This function allows you to do exactly that, and gives you the choice of integer keys or letter keys by typing int
or chr
as the third function argument:
def ds(d,n,v=chr):
return({v(int(y/n)+[96 if v==chr else 0][0]):"".join([str(d[z]) for z in d])[y-n:y] for y in range(n,len("".join([d[z] for z in d]))+n,n)})
This works by first iterating through the dictionary values and returning the value of each key (in the str(d[z]) for z in d
). The function then joins the list of string values together, (the "".join part), and then parses through the length that string (the for y in range(...)

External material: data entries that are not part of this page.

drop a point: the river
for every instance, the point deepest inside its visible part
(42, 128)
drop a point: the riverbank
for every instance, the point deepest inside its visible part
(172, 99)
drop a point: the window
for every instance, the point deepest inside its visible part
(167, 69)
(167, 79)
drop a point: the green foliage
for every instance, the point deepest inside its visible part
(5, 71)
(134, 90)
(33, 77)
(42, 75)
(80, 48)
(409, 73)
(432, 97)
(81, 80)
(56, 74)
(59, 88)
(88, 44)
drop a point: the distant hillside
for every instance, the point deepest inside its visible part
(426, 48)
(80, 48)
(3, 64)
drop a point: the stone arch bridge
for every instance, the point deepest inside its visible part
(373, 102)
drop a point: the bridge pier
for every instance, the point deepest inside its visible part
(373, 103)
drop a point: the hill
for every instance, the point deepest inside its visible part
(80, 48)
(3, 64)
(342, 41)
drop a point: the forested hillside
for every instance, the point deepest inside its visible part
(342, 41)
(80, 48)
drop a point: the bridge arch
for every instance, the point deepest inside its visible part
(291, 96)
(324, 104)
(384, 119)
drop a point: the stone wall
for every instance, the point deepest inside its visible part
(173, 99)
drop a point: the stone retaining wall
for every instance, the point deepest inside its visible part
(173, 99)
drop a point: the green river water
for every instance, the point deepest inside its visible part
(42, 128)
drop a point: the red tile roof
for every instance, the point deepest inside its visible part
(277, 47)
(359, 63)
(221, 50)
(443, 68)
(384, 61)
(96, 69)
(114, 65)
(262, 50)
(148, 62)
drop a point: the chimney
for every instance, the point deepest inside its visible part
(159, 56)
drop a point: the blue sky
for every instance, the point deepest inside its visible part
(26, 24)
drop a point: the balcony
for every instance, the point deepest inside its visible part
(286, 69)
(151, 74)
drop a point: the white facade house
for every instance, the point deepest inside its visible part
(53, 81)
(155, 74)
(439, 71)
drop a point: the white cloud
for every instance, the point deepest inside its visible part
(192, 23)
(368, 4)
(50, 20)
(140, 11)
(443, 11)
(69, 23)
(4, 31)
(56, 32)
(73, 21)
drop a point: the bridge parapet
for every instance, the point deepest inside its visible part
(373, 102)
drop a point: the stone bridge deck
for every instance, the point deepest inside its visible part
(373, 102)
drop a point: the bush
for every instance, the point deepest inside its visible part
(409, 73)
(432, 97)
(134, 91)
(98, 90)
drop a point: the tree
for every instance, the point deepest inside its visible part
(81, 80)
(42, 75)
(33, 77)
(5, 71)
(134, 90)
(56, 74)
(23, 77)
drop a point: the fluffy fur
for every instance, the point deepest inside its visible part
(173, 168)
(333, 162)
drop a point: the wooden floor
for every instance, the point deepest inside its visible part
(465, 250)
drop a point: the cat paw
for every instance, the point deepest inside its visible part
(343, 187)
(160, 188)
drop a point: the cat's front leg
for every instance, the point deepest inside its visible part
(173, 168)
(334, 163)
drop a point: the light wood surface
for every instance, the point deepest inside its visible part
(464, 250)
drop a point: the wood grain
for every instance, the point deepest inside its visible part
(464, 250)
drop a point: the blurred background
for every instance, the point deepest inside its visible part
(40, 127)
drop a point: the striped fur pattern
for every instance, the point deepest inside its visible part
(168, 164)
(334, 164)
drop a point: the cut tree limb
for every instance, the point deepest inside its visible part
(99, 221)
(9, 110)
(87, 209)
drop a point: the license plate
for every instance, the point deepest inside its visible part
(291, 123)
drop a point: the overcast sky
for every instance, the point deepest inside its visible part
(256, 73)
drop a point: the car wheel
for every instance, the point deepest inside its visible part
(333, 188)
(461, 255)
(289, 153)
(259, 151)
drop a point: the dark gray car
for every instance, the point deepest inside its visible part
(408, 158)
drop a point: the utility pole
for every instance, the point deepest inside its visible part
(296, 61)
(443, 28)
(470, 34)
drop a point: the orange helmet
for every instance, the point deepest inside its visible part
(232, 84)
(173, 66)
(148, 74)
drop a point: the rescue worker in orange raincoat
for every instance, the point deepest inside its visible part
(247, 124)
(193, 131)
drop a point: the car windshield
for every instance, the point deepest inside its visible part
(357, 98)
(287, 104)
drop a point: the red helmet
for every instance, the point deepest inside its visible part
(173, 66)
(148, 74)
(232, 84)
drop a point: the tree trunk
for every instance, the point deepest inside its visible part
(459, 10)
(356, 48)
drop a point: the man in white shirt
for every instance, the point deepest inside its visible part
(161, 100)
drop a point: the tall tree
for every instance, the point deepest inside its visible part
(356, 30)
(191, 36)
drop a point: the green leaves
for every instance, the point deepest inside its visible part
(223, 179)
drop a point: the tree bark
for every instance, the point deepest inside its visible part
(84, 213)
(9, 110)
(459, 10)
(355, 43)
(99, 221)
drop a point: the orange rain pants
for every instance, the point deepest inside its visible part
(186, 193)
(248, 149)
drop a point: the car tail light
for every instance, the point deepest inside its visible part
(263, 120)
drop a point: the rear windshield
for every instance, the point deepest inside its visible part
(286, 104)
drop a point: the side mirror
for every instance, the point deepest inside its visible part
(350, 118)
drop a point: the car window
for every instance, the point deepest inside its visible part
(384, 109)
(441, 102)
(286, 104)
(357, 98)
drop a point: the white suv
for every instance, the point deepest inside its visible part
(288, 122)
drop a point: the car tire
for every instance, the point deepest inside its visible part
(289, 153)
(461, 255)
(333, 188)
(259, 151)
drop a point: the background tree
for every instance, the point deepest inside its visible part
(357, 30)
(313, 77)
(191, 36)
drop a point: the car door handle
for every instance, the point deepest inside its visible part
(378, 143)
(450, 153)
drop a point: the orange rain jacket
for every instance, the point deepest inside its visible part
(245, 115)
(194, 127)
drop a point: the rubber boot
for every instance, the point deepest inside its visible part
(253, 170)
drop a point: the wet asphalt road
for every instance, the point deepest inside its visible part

part) and returns a dictionary with values split every n
th time.
Examples:
a=ds(myDictionary,2) #split every second character (string keys)
print(a)
#{'a': 'qw', 'b': 'er', 'c': 'ty', 'd': 'ui', 'e': 'op'}
b=ds(myDictionary,3,int) #split every third (integer keys)
print(b)
#{1: 'qwe', 2: 'rty', 3: 'uio', 4: 'p'}
c=ds(myDictionary,56,char) #split every fifty-sixth (string keys)
print(c)
#{'a': 'qwertyuiop'}
Also, no outside modules required! This is all built-in stuff.